Menurut Syakir, Presiden ingin memastikan langsung cadangan pangan, khususnya beras, berada dalam kondisi aman dan siap didistribusikan kepada masyarakat sehingga kekhawatiran para pengamat yang meragukan seperti Feri Amsari terbantahkan.
Sidak juga merupakan komitmen pemerintah memonitoring ketahanan pangan nasional dan memastikan negara selalu hadir dalam memenuhi kebutuhan dasar rakyat. “Tentu presiden tidak ingin laporan asal bapak senang sehingga sidak wajib dilakukan,” kata Syakir.
Sidak tersebut mengungkap stok beras tersedia cukup baik untuk mencukupi kebutuhan, baik di daerah maupun secara nasional.
Menurut Syakir, pantauan sejumlah anggota Peragi di lapangan menunjukkan panen di sejumlah daerah cukup berhasil untuk mencukupi kebutuhan pangan dalam negeri sehingga swasembada pangan seperti yang ditargetkan Presiden telah tercapai.
Syakir juga mengakui Presiden Prabowo termasuk presiden yang peduli pada pangan sehingga seluruh insan pertanian wajib mendukungnya.
Saat ini Syakir melihat stok pangan yang terjaga juga beriringan dengan kualitas yang semakin baik.
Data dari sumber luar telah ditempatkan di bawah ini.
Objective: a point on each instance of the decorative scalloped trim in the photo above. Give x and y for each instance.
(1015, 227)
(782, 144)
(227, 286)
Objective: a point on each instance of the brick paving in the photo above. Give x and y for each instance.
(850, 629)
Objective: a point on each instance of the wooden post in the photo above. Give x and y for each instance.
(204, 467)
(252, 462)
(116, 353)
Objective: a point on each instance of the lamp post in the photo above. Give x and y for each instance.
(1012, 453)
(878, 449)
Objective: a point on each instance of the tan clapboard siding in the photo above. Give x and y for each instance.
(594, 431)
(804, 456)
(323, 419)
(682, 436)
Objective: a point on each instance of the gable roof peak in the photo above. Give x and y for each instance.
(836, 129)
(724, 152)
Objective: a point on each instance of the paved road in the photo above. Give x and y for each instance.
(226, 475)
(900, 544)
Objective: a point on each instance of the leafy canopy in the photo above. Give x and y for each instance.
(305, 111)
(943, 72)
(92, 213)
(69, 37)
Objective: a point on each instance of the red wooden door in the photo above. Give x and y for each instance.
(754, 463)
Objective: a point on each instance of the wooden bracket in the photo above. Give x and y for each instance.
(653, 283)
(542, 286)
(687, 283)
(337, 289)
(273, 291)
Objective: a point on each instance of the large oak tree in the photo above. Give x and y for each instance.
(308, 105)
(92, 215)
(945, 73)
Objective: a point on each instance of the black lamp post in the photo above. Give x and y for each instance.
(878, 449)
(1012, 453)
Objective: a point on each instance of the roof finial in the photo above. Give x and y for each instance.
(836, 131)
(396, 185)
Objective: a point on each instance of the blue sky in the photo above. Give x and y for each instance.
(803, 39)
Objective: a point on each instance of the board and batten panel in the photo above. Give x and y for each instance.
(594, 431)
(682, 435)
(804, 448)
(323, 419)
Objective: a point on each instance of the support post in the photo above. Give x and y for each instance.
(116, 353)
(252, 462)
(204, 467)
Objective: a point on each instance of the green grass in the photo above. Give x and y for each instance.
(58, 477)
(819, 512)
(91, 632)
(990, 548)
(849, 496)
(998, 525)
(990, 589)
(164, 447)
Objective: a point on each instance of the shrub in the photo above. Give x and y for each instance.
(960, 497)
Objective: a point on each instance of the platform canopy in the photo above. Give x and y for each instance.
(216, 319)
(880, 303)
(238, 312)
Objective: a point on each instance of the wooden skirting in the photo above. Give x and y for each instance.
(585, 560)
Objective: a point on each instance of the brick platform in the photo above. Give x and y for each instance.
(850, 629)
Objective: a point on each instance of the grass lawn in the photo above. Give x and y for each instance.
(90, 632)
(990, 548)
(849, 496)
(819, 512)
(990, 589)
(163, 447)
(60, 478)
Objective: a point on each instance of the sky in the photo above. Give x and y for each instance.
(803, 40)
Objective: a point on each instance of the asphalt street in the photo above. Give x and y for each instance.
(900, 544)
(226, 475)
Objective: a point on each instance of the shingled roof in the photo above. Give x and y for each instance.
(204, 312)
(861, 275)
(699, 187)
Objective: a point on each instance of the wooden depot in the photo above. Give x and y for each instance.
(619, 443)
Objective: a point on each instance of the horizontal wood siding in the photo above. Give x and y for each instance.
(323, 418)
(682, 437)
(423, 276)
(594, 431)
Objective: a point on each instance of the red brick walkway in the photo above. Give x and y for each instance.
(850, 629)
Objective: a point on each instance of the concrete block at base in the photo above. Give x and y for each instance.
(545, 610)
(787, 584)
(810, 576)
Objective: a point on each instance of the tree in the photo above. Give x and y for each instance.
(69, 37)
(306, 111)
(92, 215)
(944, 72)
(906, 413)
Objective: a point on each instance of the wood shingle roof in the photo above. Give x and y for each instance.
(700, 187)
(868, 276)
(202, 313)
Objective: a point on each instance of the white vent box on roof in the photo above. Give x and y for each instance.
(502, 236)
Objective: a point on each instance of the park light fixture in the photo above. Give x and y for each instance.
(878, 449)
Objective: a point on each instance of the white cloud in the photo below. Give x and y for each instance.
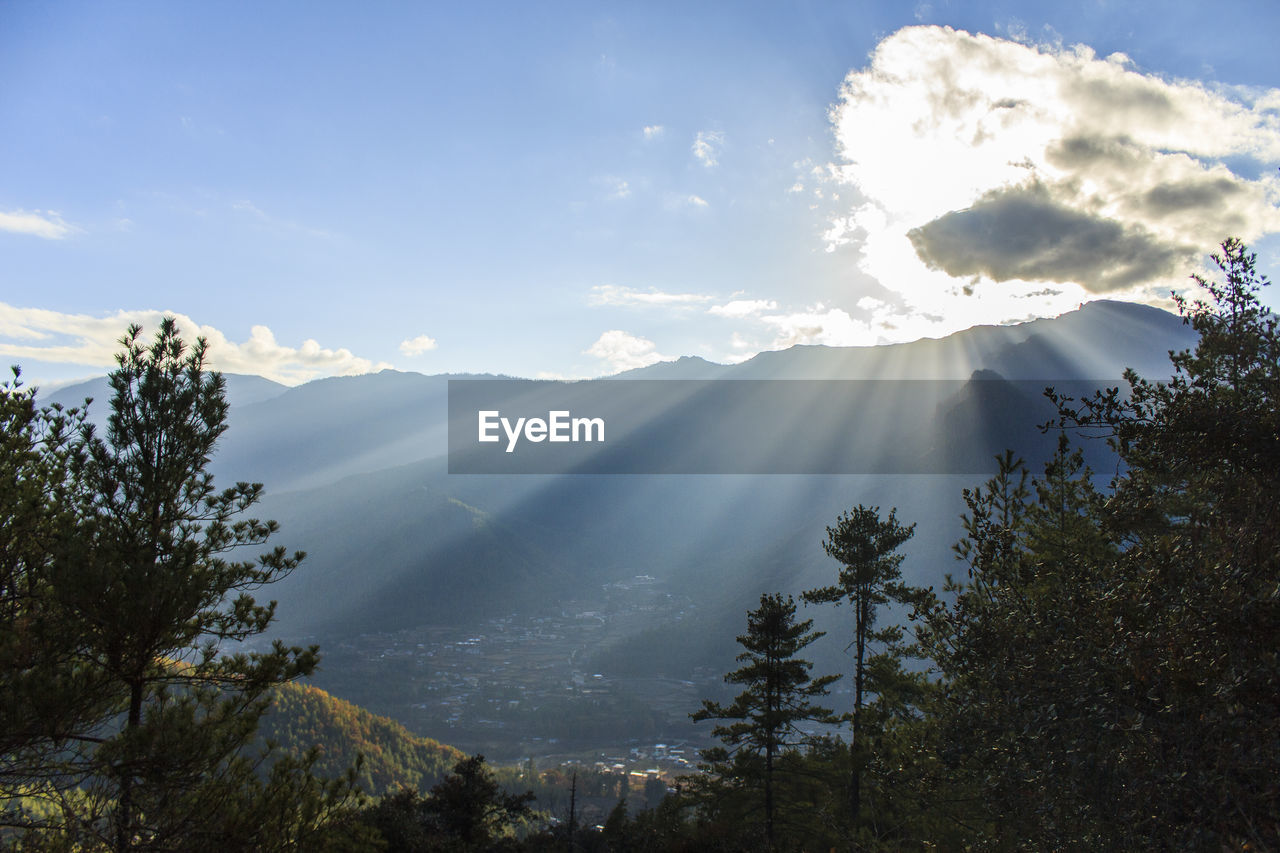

Saat sidak dilaporkan, stok di gudang penuh dengan volume sebanyak 7.000 ton yang menunjukkan ketahanan pangan yang aman dan sangat terkendali.
Syakir berharap sukses swasembada beras tentu berharap akan diikuti swasembada lainnya seperti kedelai, jagung, daging, dan gula.